Creating a file with backward references is a two-stage process: while the
writer is open, it will write all objects received through one of the add_*()
functions into a temporary file and keeps a record of which objects are needed
to make the file reference-complete. Once the writer is closed, it collects the
missing object from a given reference file, merges them with the data from
the temporary file and writes out the final result.
Writing files with forward references🔗
The ForwardReferenceWriter completes the written objects with forward references. This is particularly useful when creating geographic extracts of any kind: one selects the node of interest in a particular area and then lets the ForwardReferenceWriter complete the ways and relations referring to the nodes.
Files written by the ForwardReferenceWriter are not necessarily reference-complete. That is easy to see when considering the example of the geographic extract: there may be ways in the area that cross the boundary of the area chosen but only the nodes within the area are written out. This might be useful in many situations as the way would be simply seem to be cut on the area of interest. However, it has the disadvantage that some objects will get invalid geometries, especially when they represent areas.
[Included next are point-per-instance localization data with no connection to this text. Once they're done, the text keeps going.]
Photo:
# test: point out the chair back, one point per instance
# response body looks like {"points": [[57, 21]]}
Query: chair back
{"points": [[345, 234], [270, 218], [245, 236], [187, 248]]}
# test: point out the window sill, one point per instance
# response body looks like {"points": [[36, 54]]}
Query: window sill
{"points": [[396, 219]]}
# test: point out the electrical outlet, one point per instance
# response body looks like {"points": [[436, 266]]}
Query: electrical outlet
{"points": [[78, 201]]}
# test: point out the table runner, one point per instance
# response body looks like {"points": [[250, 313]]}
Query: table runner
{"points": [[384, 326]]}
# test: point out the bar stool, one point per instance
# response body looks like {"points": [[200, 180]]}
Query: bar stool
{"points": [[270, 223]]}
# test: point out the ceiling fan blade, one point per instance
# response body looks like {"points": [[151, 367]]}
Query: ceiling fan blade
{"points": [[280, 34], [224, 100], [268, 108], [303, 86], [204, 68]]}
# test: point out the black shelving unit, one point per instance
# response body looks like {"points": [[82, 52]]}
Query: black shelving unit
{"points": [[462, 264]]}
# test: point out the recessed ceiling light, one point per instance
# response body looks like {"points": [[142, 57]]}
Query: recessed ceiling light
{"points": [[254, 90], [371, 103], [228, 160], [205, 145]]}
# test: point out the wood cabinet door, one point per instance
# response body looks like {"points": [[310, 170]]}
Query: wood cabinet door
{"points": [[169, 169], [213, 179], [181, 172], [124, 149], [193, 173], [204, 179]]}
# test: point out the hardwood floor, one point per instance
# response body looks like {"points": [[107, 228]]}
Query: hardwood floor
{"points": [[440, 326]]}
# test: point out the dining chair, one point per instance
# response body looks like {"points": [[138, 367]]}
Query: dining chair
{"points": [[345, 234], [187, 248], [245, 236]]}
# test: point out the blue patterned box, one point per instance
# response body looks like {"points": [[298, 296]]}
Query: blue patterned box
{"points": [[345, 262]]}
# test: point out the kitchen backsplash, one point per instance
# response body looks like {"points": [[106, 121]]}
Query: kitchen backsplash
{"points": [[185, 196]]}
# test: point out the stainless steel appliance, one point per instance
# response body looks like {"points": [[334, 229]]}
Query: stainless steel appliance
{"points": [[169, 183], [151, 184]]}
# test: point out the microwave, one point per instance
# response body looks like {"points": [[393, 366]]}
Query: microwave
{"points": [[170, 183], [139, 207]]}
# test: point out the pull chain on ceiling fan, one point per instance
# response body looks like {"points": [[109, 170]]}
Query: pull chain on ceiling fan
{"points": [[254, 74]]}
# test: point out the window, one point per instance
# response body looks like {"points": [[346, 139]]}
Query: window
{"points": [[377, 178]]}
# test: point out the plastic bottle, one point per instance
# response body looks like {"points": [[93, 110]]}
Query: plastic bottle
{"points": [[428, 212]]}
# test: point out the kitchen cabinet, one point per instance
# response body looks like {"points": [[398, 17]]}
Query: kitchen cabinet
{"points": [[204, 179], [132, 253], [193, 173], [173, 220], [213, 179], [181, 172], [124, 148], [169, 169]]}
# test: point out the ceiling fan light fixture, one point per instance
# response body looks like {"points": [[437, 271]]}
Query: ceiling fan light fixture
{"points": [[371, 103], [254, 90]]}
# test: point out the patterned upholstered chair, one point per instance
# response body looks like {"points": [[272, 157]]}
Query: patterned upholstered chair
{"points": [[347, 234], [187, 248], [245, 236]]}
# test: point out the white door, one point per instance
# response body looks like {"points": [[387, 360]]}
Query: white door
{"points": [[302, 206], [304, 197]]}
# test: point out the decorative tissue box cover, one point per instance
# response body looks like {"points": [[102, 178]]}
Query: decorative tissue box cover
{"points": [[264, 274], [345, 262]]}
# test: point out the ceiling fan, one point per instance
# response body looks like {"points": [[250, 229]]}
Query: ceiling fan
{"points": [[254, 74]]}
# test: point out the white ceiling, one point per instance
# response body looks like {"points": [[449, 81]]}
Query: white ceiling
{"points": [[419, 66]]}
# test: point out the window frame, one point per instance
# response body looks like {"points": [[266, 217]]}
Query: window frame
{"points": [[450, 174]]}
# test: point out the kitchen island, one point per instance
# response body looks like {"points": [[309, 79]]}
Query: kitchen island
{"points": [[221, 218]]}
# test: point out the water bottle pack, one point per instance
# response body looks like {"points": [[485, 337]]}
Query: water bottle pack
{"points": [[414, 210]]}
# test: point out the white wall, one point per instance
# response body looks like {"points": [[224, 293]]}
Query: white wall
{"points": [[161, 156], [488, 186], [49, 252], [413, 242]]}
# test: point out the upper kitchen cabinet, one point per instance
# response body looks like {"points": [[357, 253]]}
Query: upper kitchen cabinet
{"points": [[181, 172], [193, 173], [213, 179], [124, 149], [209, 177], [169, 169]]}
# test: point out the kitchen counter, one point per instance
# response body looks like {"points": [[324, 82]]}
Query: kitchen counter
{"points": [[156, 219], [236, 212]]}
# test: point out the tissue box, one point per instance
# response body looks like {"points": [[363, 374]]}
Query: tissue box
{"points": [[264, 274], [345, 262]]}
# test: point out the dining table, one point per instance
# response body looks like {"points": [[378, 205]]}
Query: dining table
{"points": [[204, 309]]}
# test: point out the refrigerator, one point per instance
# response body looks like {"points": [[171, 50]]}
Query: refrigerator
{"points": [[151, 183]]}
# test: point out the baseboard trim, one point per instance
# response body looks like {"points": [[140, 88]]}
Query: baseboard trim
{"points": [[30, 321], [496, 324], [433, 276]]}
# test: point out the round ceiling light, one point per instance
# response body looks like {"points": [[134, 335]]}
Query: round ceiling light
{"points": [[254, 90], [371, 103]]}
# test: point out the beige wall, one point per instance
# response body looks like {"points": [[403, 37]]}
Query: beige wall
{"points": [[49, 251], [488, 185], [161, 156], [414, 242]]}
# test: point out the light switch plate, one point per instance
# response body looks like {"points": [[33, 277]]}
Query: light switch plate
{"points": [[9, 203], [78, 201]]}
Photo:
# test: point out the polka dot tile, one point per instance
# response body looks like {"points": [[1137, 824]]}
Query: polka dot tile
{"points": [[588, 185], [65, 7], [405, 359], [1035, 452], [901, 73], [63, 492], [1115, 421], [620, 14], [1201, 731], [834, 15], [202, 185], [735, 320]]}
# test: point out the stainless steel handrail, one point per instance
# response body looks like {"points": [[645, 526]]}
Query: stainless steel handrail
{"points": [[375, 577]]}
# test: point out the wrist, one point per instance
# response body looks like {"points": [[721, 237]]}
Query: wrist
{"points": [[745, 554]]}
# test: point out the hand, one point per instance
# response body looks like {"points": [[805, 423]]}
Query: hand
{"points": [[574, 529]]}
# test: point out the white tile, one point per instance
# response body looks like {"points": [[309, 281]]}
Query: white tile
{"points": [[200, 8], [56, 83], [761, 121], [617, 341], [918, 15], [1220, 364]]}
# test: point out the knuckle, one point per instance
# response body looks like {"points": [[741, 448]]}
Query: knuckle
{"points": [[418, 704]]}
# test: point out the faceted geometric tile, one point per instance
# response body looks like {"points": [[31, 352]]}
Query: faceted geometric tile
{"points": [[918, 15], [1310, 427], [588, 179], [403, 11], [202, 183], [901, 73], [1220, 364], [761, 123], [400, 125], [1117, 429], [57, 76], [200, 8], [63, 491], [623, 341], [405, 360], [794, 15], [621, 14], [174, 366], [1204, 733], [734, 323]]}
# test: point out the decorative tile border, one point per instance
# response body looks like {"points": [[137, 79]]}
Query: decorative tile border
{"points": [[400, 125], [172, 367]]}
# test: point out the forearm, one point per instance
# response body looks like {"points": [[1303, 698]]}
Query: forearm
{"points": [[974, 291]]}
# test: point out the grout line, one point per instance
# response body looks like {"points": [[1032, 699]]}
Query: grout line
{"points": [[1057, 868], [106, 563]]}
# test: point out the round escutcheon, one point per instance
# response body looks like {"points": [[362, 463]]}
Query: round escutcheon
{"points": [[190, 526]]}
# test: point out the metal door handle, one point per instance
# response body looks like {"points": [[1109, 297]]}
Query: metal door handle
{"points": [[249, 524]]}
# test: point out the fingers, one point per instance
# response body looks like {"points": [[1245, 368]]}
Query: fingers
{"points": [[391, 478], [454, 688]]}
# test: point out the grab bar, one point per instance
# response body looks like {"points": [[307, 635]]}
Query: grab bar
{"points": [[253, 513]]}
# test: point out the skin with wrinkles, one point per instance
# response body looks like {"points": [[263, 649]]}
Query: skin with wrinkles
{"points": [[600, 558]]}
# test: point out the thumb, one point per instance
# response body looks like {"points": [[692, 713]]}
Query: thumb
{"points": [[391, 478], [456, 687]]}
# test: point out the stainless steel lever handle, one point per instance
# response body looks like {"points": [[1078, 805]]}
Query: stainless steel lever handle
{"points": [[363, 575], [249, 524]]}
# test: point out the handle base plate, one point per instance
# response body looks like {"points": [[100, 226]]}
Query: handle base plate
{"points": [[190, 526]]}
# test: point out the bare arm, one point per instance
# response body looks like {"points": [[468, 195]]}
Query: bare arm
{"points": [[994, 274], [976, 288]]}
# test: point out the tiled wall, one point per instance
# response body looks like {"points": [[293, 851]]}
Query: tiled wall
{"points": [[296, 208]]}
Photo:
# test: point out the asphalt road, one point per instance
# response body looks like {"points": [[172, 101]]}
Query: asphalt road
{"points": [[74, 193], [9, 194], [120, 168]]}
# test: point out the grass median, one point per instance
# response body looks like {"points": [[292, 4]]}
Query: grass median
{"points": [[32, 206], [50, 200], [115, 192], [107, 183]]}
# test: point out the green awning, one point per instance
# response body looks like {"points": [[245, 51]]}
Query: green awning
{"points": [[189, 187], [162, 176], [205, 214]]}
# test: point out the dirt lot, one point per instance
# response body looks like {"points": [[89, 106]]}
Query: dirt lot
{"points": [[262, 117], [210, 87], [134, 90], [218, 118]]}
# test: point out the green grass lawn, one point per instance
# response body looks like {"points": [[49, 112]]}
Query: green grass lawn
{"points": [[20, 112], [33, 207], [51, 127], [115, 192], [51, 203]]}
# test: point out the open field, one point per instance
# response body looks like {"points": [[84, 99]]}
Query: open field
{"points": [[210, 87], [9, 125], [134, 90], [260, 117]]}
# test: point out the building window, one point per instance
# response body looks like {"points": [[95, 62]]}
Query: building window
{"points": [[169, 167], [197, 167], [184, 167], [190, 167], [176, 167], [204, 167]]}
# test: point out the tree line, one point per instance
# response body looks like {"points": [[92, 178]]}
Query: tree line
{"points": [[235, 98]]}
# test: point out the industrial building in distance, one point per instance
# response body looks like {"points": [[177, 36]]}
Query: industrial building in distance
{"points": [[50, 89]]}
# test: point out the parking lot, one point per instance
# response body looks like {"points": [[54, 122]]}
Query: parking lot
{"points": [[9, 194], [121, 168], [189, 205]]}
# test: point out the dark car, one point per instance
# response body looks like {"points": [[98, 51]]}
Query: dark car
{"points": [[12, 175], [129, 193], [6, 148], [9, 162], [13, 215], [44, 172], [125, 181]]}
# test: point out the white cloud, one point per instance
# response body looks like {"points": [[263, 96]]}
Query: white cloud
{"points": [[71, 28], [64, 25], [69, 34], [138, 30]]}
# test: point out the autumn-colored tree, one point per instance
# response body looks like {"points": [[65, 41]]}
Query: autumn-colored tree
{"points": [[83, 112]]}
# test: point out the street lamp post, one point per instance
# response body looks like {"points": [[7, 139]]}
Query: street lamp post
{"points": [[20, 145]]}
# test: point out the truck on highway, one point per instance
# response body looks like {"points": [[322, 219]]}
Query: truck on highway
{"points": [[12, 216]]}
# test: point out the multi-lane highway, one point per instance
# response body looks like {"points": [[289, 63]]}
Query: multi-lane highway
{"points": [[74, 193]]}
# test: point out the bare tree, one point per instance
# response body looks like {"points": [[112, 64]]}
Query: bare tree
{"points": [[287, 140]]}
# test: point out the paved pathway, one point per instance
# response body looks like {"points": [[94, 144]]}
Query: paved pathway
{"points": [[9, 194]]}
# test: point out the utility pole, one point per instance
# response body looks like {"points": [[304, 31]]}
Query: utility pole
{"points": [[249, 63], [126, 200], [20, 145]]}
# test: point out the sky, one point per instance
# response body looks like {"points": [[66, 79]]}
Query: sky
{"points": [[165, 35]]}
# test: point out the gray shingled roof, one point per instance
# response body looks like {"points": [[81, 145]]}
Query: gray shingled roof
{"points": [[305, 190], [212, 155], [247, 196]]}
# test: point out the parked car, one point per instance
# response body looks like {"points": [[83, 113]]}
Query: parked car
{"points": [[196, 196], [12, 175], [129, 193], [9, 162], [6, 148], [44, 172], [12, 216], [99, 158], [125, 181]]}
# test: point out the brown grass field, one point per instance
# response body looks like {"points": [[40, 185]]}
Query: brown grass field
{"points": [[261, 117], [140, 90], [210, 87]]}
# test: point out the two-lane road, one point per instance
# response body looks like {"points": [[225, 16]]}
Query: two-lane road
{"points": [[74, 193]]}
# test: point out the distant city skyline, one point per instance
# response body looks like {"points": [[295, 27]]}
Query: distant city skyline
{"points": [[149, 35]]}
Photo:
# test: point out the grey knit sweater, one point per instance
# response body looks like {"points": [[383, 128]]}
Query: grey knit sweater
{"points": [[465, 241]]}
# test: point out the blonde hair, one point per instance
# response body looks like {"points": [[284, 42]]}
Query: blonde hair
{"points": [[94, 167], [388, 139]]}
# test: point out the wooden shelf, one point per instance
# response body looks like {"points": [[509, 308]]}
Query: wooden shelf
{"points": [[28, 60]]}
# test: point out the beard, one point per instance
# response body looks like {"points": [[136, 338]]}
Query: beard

The other thing to consider during forward completion are indirect references. When completing relations indirectly referenced through ways or other relations, then the resulting file can become big very quickly. For example, a seemingly small extract of the city of Strasbourg can suddenly contain not only the relations for France and Germany but also electoral boundaries and entire timezones. For that reason, when forward-completing relations, it is not recommended to use backward completion.